Wednesday, November 9, 2016

Moving Past Pain

Humans shun pain. The pang of a stubbed toe, the agony of losing a childhood friend, the ache of a wrenched knee or twisted ankle, back spasms after a day raking leaves, or the pain of embarrassment when stammering in front of a crowd. From the first throbbing of labor contractions, pain is an inevitable part of the human experience.

As a survival mechanism, our brains unconsciously create patterns of behavior to avoid pain. You don’t have to think about how to avoid putting weight on a sprained ankle. Your body (brain, actually) automatically transfers the weight through different muscles so you feel less pain. Long after an injury heals, echoes of these compensation patterns often remain. Likewise, when we experience emotional pain, our brains create patterns, usually of anger, blame, or denial, to relieve us of the discomfort. The more unconscious the compensation, the more likely it is to persist.

When pain is present, the natural reaction is to try not to feel it. Usually we do this by holding our breath and limiting movement. Feelings are e-motions or energy in motion. Stopping motion is one way to stop feeling. When used for this purpose, consciously or not, not moving is also a great way to get stuck.

We must move through pain to get unstuck. It’s good advice to breathe when stressed, but often breathing isn’t enough to get to the other side. Breath is only the beginning of movement. Here’s another option.
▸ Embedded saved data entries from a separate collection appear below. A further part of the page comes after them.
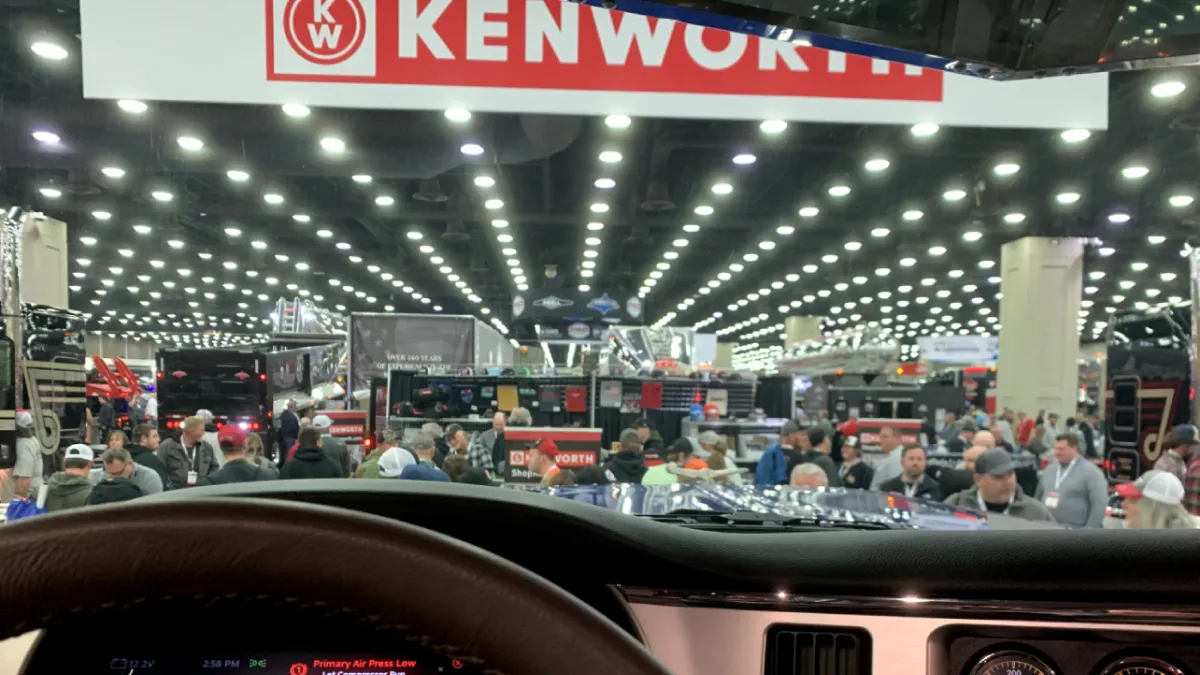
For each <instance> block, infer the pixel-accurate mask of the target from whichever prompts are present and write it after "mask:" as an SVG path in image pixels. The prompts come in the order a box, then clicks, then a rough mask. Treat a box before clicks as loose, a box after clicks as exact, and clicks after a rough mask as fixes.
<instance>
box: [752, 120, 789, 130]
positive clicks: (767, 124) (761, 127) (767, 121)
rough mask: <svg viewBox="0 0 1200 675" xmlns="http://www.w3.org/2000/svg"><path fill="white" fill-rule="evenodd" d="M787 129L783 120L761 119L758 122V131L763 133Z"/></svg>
mask: <svg viewBox="0 0 1200 675" xmlns="http://www.w3.org/2000/svg"><path fill="white" fill-rule="evenodd" d="M786 129H787V123H786V121H784V120H763V121H762V123H761V124H758V131H762V132H763V133H781V132H784V130H786Z"/></svg>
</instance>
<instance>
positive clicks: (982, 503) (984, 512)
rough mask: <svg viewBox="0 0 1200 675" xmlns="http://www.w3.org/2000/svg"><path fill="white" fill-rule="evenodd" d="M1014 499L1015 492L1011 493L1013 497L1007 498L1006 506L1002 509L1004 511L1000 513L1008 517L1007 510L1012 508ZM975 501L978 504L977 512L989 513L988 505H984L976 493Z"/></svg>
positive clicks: (990, 512)
mask: <svg viewBox="0 0 1200 675" xmlns="http://www.w3.org/2000/svg"><path fill="white" fill-rule="evenodd" d="M1015 498H1016V492H1013V496H1010V497H1008V506H1007V507H1004V510H1002V512H1001V513H1003V514H1004V515H1008V510H1009V509H1012V508H1013V500H1015ZM976 501H978V502H979V510H982V512H984V513H991V512H989V510H988V504H985V503H984V501H983V496H982V495H980V494H979V492H976Z"/></svg>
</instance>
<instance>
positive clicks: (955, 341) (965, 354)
mask: <svg viewBox="0 0 1200 675" xmlns="http://www.w3.org/2000/svg"><path fill="white" fill-rule="evenodd" d="M917 346H918V347H920V358H922V360H928V362H941V363H980V362H988V363H990V362H995V360H998V359H1000V337H997V336H995V335H946V336H943V337H918V339H917Z"/></svg>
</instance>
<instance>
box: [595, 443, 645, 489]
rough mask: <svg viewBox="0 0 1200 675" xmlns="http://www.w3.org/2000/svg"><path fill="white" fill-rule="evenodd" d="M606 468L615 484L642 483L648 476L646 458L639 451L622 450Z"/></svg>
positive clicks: (614, 454) (612, 458) (617, 453)
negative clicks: (622, 483) (644, 479)
mask: <svg viewBox="0 0 1200 675" xmlns="http://www.w3.org/2000/svg"><path fill="white" fill-rule="evenodd" d="M605 468H607V470H608V473H611V474H612V476H611V478H610V479H611V480H612V482H613V483H641V482H642V476H646V458H644V456H643V455H642V453H640V452H637V450H622V452H619V453H617V454H614V455H612V459H610V460H608V464H606V465H605Z"/></svg>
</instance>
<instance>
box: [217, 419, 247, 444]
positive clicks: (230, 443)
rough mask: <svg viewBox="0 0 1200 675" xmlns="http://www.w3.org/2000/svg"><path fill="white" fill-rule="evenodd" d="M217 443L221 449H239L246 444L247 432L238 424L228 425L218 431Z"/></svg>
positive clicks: (233, 423)
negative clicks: (239, 446) (228, 448)
mask: <svg viewBox="0 0 1200 675" xmlns="http://www.w3.org/2000/svg"><path fill="white" fill-rule="evenodd" d="M217 442H218V443H221V447H222V448H223V447H226V446H229V447H238V446H245V444H246V430H245V429H242V428H241V425H240V424H238V423H232V424H226V425H224V426H222V428H221V431H217Z"/></svg>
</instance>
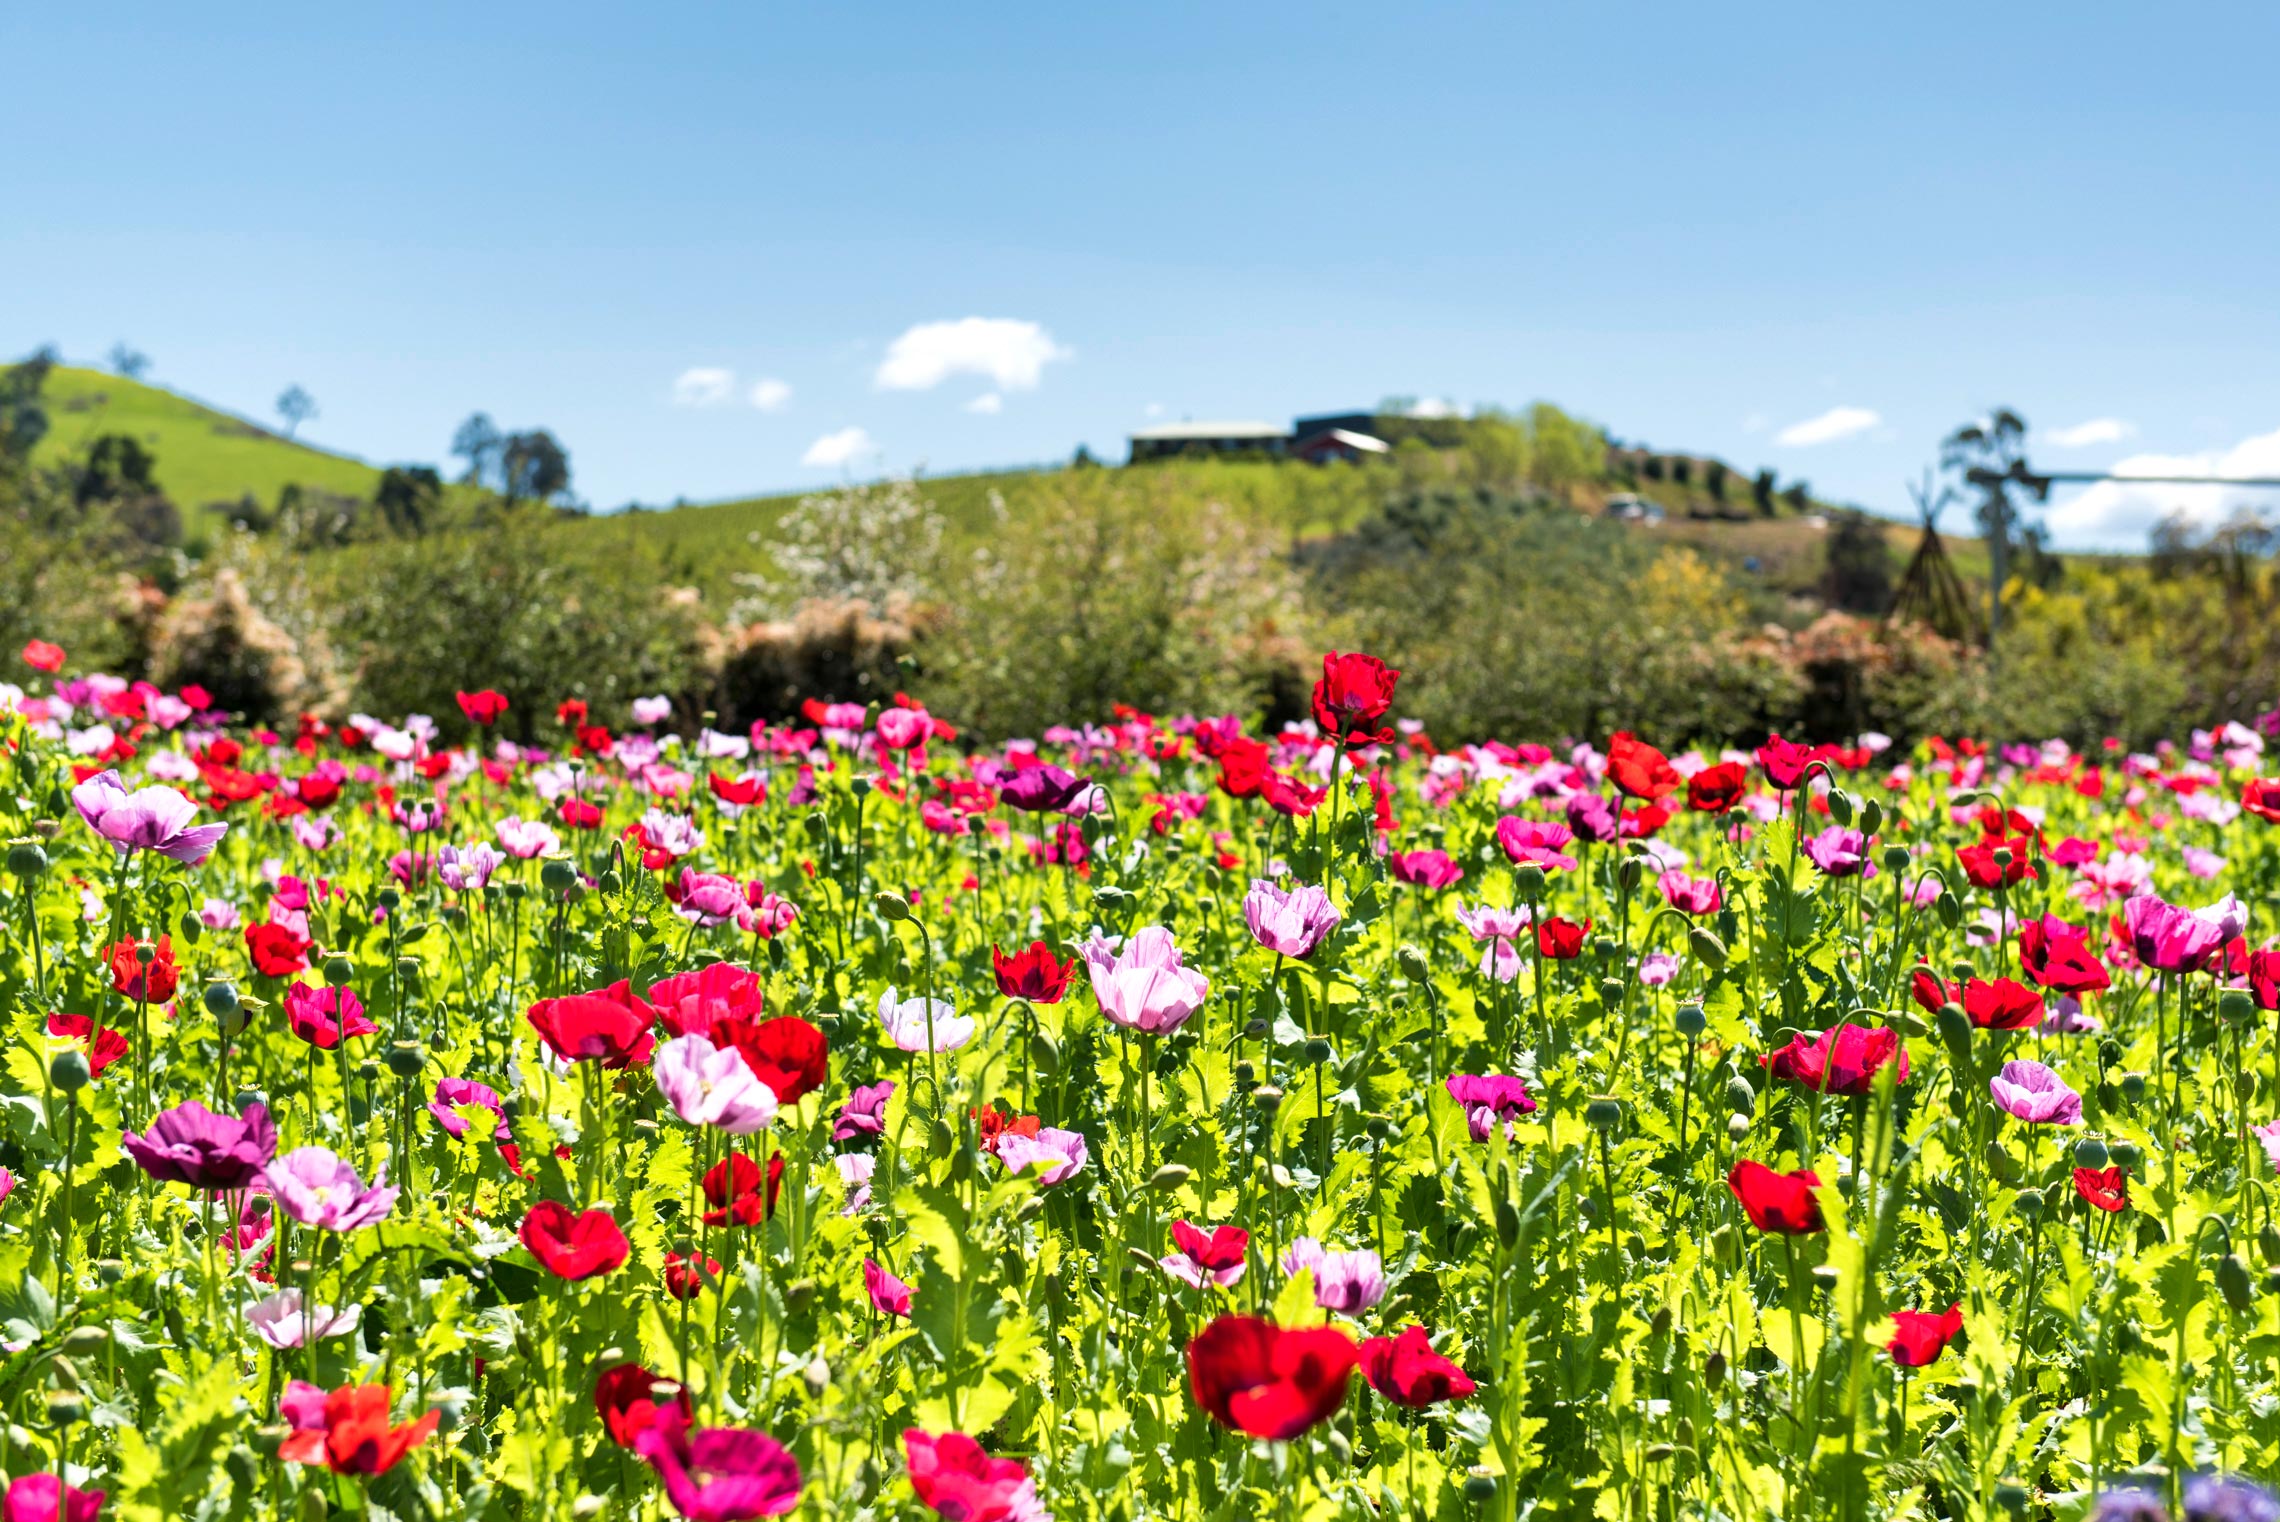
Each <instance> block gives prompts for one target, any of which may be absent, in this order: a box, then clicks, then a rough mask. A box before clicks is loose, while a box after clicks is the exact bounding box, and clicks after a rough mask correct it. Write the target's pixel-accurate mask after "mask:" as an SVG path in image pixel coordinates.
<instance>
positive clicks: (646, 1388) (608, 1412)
mask: <svg viewBox="0 0 2280 1522" xmlns="http://www.w3.org/2000/svg"><path fill="white" fill-rule="evenodd" d="M659 1385H670V1388H673V1394H670V1397H668V1399H666V1401H663V1406H679V1408H682V1413H684V1415H689V1392H684V1390H682V1388H679V1385H673V1381H666V1378H661V1376H657V1374H650V1372H648V1369H643V1367H641V1365H638V1363H620V1365H613V1367H609V1369H604V1372H602V1376H600V1378H597V1381H593V1408H595V1413H597V1415H600V1417H602V1426H604V1431H609V1440H611V1442H616V1445H618V1447H622V1449H629V1447H634V1438H638V1435H641V1433H645V1431H650V1426H654V1424H657V1410H659V1399H657V1388H659Z"/></svg>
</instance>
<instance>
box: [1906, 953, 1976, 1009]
mask: <svg viewBox="0 0 2280 1522" xmlns="http://www.w3.org/2000/svg"><path fill="white" fill-rule="evenodd" d="M1908 998H1913V1000H1915V1003H1917V1005H1922V1007H1924V1014H1938V1012H1940V1005H1961V1003H1963V984H1959V982H1945V980H1943V977H1940V975H1938V973H1933V971H1931V968H1929V966H1924V964H1917V966H1915V971H1913V973H1908Z"/></svg>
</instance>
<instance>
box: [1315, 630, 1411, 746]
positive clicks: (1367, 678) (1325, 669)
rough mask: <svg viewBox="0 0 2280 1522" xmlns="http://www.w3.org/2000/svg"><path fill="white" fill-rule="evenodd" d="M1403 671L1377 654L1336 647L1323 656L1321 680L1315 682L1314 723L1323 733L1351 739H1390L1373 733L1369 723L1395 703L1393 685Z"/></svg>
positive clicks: (1322, 656)
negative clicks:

Take a moment to feel your pain; don’t push it away. What shape does your body want to take when you feel? Emphasize that shape with small, slow movements while breathing and feeling. That doesn’t mean to create injury in your body. If you have a back spasm or a sprained ankle or a wrenched neck, you don’t want to make it worse, but you can explore the edges of the pain for the length of a breath. Then come back to a neutral shape, either seated, standing, or lying down and breathe and feel. Go back and forth—undulate—between the positions of where your pain is felt and the positions of neutrality.

By putting energy in motion, your body’s wisdom will uncover the underpinnings of pain so you can move past it. Pain is part of life, so is growing from the experience. It’s what we do with pain that makes us remarkable. 


YogaNan knits, too... said...

Bo Forbes posted today in much the same vein--feel the pain, where is it in your body, allow it to be.

Bravo, Anita.

Anita Boser said...

Thanks, YogaNan. Thinking and feeling along the same lines as Bo Forbes is good company indeed.